A hundred or so years from now, the earth is essentially a big trash bin and all of its wealthy residents live on a stunningly gorgeous paradise of a space station called “Elysium.” How big the space station is and how many people it can accommodate we never learn. (I kinda wanted to know as this is movie unsubtly tackles the issue of immigration.) Max, an unlucky Earth-dweller, sustains a lethal dose of radiation at his crap job and tries to hitch an illegal ride to Elysium so he can get access to a Medi-Pod, a miraculous device that instantly cures you of any ailment (up to and including having your face shot off by a hand grenade). This journey basically turns into an hour-long fight scene between Max, various robots and a largely unintelligible Sharlto Copley playing what I can only imagine was supposed to be a mentally-challenged, psychotic mercenary.

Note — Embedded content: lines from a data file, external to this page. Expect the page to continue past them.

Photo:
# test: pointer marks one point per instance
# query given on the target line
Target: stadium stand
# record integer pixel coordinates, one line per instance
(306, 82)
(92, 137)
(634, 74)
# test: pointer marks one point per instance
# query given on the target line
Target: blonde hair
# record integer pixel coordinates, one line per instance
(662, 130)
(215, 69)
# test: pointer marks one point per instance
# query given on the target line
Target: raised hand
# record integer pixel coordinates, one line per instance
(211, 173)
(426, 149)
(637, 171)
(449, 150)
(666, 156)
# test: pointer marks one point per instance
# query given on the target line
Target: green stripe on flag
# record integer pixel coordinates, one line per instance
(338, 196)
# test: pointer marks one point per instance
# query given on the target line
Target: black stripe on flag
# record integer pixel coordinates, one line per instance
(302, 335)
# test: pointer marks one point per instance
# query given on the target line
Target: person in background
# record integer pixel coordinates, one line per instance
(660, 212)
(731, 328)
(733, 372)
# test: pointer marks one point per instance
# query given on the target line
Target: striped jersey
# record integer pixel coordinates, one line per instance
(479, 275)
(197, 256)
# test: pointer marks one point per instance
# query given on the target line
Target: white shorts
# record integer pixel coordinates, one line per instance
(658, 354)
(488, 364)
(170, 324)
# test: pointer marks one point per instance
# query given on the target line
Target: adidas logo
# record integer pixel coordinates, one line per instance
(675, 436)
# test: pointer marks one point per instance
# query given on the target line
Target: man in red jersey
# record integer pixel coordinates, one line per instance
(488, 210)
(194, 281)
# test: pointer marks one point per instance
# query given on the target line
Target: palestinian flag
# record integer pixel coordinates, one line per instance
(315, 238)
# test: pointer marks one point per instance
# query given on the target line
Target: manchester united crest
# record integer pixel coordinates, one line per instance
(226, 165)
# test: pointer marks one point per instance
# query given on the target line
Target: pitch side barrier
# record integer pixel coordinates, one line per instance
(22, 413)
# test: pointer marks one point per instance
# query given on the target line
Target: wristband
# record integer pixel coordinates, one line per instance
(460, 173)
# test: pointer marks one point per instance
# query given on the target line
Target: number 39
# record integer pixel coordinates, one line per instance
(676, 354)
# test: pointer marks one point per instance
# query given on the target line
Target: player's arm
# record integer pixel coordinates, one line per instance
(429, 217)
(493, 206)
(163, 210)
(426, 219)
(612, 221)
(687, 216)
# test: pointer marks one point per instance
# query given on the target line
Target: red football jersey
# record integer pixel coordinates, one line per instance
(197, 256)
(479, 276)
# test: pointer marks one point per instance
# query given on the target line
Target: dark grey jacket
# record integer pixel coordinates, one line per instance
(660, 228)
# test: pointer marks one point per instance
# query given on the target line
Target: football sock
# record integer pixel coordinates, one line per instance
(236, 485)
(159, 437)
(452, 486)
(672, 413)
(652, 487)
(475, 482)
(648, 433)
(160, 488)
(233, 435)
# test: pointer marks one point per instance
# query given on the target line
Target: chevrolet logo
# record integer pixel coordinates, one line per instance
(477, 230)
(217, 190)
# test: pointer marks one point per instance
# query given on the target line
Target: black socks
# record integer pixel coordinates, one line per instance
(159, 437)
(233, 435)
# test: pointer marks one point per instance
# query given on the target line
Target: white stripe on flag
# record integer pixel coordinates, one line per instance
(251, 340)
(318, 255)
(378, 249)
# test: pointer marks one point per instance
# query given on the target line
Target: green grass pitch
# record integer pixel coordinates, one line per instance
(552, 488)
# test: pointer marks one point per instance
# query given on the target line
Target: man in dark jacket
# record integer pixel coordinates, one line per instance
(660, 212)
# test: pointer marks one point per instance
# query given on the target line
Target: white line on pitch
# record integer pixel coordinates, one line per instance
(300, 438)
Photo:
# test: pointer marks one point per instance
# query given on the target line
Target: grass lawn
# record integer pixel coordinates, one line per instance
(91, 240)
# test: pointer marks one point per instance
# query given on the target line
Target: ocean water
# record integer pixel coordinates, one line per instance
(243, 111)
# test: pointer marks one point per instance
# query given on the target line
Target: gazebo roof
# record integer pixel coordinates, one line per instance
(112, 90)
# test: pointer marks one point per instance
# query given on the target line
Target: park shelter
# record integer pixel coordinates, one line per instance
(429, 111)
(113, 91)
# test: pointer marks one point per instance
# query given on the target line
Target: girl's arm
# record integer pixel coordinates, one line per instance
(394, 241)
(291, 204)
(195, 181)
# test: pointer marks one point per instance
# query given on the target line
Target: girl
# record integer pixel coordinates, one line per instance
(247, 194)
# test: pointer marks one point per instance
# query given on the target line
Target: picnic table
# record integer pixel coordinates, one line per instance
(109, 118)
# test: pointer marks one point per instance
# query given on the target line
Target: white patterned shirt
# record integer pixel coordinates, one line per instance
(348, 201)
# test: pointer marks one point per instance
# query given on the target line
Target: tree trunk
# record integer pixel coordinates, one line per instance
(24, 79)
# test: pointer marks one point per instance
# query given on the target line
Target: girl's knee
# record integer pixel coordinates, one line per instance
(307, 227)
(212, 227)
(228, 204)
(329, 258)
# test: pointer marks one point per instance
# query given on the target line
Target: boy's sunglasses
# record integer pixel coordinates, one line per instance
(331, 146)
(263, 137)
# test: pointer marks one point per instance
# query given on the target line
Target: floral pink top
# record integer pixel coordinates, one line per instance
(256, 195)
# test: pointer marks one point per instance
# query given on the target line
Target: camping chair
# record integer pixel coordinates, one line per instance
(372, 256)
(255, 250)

The movie suffers from what I call “Avatar Syndrome.” That is, it took an infinitely interesting premise (how issues of class division and immigration could play out on a large scale in an era of devastation and technology beyond our wildest dreams…with the amazing sci-fi backdrop of Elysium and Earth) and instead of building on that premise it reverted to what was essentially a formulaic war film.
I wanted to know why–with such amazing ubiquitous and readily available technology–Earth came to be such a hellscape. Were the residents of Elysium that sociopathic? Did they not think they’d eventually need to save Earth (if only to mine its resources)? I mean, Earth was such a shithole, I’m honestly surprised everyone didn’t commit suicide en masse. And nobody–on Earth or on Elysium– seemed to be making any effort class up the joint, which seemed extraordinarily unrealistic to me. I really wanted more insight into what was driving everybody, what was driving the sociopathy of Elysium and the apathy of Earth. Instead I got interminable fight scenes. How disappointing.
*See: “The Hunger Games,” “In Time,” “Daybreakers,” “Priest,” etc.
UPDATE QUESTION: What was up with Jodie Foster? Was she attempting to do some sort of accent or was she having a very long, drawn-out stroke?